Luiz Roberto de Barros Mott or Luiz Mott (born 6 May 1946) in São Paulo, is an anthropologist and a gay rights activist in Brazil.

== Early life ==
Luiz Mott graduated with a degree in Social Sciences from the University of São Paulo (USP) during the military regime, obtained a master's degree in Ethnography from the Sorbonne and a doctorate in anthropology from the University of Campinas in São Paulo.

==Career==
Luiz Mott is professor emeritus of the Department of Anthropology of the Federal University of Bahia (UFBA). In his work Mott has traced homosexual desire in a number of indigenous Brazilian tribes such as the Bororo, Guató, Trumai, Tupinambá, Wai Wai and Xavante. He has also explored intimate partner violence between gay, transsexual and transgender people in Salvador, the capital of the Brazilian state of Bahia. In 1995, he declared that national hero Zumbi dos Palmares had been gay.

Alongside his academic work, Mott is also a gay rights activist and founded the Gay Group of Bahia in 1980. It was the first homosexual support group in Bahia and Mott ensured its survival by pressuring the municipal government to fund it. It published records of homophobic attacks, raised awareness of HIV/AIDS and organised a pride parade, workshops, educational events and protests. He also created Centro Baiano Anti-AIDS.

In 1993, he published the first account of the life of Rosa Egipcíaca, a religious mystic and formerly enslaved prostitute, who wrote the book Sagrada Teologia do Amor Divino das Almas Peregrinas, which was the first book to be written by a black woman in Brazil.

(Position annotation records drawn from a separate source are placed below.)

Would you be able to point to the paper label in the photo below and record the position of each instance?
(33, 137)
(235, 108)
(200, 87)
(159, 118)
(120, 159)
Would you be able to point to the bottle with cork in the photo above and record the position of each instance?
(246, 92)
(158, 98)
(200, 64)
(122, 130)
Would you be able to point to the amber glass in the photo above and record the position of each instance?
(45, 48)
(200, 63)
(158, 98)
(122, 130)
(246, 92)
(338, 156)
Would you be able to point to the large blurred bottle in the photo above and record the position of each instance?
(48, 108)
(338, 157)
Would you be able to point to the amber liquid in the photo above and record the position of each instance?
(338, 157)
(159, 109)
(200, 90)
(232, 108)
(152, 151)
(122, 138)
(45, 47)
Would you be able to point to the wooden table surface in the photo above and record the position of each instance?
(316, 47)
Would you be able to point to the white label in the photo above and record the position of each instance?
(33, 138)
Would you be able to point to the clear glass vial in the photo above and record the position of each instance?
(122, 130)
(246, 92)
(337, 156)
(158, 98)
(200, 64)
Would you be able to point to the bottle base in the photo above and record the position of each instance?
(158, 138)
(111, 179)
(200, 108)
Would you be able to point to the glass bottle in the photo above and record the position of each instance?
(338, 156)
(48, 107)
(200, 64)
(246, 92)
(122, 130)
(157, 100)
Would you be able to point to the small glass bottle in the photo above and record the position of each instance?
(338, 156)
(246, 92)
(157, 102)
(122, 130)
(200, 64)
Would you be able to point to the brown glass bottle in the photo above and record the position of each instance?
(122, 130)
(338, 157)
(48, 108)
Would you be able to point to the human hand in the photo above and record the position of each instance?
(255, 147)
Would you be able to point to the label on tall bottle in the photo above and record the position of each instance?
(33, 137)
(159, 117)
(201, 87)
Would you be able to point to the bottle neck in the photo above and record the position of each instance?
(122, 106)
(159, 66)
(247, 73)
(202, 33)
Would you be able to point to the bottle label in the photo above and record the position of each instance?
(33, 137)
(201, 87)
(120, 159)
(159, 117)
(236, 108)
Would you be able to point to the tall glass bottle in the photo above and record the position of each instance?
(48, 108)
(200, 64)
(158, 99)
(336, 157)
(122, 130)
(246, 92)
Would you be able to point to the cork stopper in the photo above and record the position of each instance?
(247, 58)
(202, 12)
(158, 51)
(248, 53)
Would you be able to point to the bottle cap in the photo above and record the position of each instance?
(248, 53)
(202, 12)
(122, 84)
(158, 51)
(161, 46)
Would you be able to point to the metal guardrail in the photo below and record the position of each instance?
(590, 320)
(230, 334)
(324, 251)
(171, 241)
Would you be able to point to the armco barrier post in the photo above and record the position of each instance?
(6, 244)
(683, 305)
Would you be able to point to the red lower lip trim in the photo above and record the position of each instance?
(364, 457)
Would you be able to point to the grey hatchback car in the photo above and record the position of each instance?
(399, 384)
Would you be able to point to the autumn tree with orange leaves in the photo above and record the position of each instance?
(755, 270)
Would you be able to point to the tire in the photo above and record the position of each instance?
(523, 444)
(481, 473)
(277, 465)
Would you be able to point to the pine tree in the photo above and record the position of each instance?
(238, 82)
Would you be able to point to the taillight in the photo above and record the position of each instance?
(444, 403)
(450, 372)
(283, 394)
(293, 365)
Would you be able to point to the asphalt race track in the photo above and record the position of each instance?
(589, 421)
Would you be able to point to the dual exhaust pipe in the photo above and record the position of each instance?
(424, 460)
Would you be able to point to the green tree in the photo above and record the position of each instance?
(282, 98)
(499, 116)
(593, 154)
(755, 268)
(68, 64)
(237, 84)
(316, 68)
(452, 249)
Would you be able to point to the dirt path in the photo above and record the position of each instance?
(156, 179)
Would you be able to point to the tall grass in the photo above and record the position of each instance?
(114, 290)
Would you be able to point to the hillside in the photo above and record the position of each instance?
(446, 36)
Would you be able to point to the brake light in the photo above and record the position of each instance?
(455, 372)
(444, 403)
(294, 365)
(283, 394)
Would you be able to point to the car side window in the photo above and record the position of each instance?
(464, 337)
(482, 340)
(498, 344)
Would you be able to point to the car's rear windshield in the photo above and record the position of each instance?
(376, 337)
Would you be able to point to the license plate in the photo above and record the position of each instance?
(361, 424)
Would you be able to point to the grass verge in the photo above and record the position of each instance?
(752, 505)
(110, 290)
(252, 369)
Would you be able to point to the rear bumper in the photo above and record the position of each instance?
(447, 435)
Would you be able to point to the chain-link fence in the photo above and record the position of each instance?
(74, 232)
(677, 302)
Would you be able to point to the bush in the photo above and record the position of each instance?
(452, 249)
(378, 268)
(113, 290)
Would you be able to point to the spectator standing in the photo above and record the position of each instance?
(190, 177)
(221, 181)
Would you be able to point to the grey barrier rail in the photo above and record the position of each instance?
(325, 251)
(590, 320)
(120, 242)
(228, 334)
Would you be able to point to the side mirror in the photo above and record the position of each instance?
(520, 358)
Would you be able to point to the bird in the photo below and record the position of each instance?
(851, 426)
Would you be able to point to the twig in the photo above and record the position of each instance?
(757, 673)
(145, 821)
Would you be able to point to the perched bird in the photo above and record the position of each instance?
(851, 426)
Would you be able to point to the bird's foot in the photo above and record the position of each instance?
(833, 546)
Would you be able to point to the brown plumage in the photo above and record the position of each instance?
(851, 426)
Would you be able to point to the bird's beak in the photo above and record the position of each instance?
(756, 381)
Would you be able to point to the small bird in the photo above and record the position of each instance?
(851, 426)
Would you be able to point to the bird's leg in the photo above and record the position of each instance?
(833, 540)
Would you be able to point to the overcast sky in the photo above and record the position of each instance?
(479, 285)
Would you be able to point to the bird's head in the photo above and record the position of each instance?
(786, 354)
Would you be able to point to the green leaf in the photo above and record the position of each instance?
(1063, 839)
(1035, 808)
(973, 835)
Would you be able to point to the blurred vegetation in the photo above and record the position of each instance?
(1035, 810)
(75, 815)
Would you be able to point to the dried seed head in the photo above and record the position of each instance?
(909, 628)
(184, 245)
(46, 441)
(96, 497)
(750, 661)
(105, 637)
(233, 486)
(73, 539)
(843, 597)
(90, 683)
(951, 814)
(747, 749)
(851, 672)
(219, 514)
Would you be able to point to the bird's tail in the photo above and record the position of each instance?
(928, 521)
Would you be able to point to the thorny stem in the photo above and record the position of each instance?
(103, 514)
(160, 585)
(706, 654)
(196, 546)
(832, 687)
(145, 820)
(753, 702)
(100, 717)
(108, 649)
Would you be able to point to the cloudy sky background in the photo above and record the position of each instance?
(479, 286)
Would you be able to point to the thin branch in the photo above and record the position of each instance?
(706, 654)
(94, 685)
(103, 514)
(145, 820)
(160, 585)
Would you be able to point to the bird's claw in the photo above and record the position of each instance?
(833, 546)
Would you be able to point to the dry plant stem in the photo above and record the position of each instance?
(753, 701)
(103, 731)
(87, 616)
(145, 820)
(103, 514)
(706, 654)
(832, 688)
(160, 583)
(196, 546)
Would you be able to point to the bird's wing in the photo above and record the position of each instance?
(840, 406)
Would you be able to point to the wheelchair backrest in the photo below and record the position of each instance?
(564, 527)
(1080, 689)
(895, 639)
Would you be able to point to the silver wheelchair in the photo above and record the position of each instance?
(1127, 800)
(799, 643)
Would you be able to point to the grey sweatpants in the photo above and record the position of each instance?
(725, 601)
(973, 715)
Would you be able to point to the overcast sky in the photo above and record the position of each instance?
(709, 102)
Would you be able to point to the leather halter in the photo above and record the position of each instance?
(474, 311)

In 1995, he was awarded the Felipa de Souza Award by the International Gay and Lesbian Human Rights Commission (now OutRight Action International). Mott commented to the Los Angeles Times in 2015: "Brazil is an extremely contradictory country. On the one hand, we are a pink country, celebrating sexual diversity [..] then, there is another color, the red blood of victims."